AİHM
Büyük Daire'nin "Perinçek-İsviçre Davası" Kararı dikkatle incelendiğinde, Ermeni
Soykırımı olmadığı görüşünün işlendiği
anlaşılmaktadır.
***
Kararın
101. Maddesi, soykırım konusunda karar alma yetkisinin Uluslararası Ceza
Mahkemesi ve Uluslararası Adalet Divanı'na ait olduğunu
söylüyor.
Bu
iki yetkili mahkeme dışında tek tek insanlar, dernekler, parlamentolar, devlet
adamları ve mahkemeler "Ermeni Soykırımı yapılmıştır" diyemezler. Bu konuda
karar alamazlar.
Bu
iki yetkili mahkemenin "Ermeni Soykırımı yapılmıştır" diye verdiği bir karar
olmadığına göre, hiç bir kişi ve kurum Ermeni Soykırımı yapıldığını
söyleyemez.
101.
Madde, "AİHM bile bu konuda karar almaya yetkili değildir"
demektedir.
Kararın
243. Maddesi: "Holokost (Yahudi Soykırımı) suçu, 1948 yılında NAZİ savaş
suçlularını yargılayan Nüremberg Mahkemesi tarafından tanınmış tartışmasız kesin
bir tarihsel olgudur." diyerek soykırım kararının nasıl verileceğine dair örnek
göstermektedir.
Hakim
Nussberger'in karara koyduğu not: "1915 olayları ile ilgili bilim insanları
arasında, ve siyasetçiler arasında bir görüş birliği olmadığı gibi, bu konuda
alınmış bir mahkeme kararı da yoktur."
***
Kararın
59. Maddesi, soykırımın tarifi konusunu işliyor.
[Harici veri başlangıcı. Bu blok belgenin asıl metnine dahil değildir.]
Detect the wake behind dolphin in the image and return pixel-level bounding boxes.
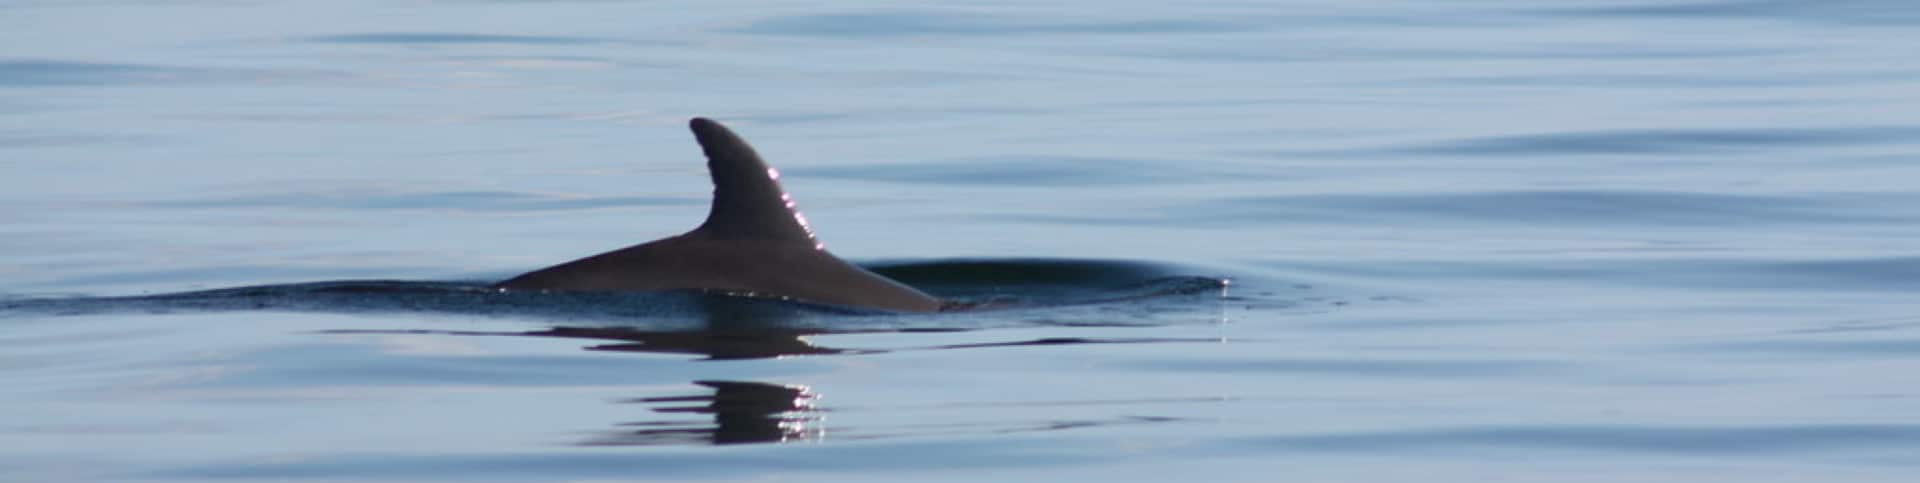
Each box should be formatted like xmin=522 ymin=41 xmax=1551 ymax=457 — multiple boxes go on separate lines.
xmin=494 ymin=118 xmax=945 ymax=312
Burada, Uluslararası Adalet
Divanı'nın Bosna-Hersek-Sırbistan-Montenegro Kararı örnek gösteriliyor. Bu
kararın 8. Maddesi şöyledir: "Soykırım hükmü için 'Bir gurubu bütünüyle yok etme
iradesinin tespiti' koşuldur."
Yani
her katliam, kırım, öldürme olayı soykırım değildir. Etnik veya dinsel bir
gurubun üyelerinin tamamını yaş ve cinsiyet farkı gözetmeksizin öldürerek o
gurubu bütünüyle yok etmek ve dünya yüzünde o guruptan yaşayan tek bir kişi bile
bırakmamak için bir karar alınmış olması ve uygulamaya konulması soykırım suçunu
oluşturur.
Bundan
dolayı, Uluslararası Adalet Divanı, Hırvatistan'ın Yugoslav Ordusu aleyhine
açtığı soykırım davasını reddetmiştir. Gerekçe olarak da, Yugoslav Ordusu'nun
tehcir ettiği insan guruplarını yok etme iradesi olduğunun kanıtlanamadığını göstermektedir.
Osmanlı
Ordusu'nun Ermenileri sürmesi (tehcir) olayında da benzer durum söz konusu.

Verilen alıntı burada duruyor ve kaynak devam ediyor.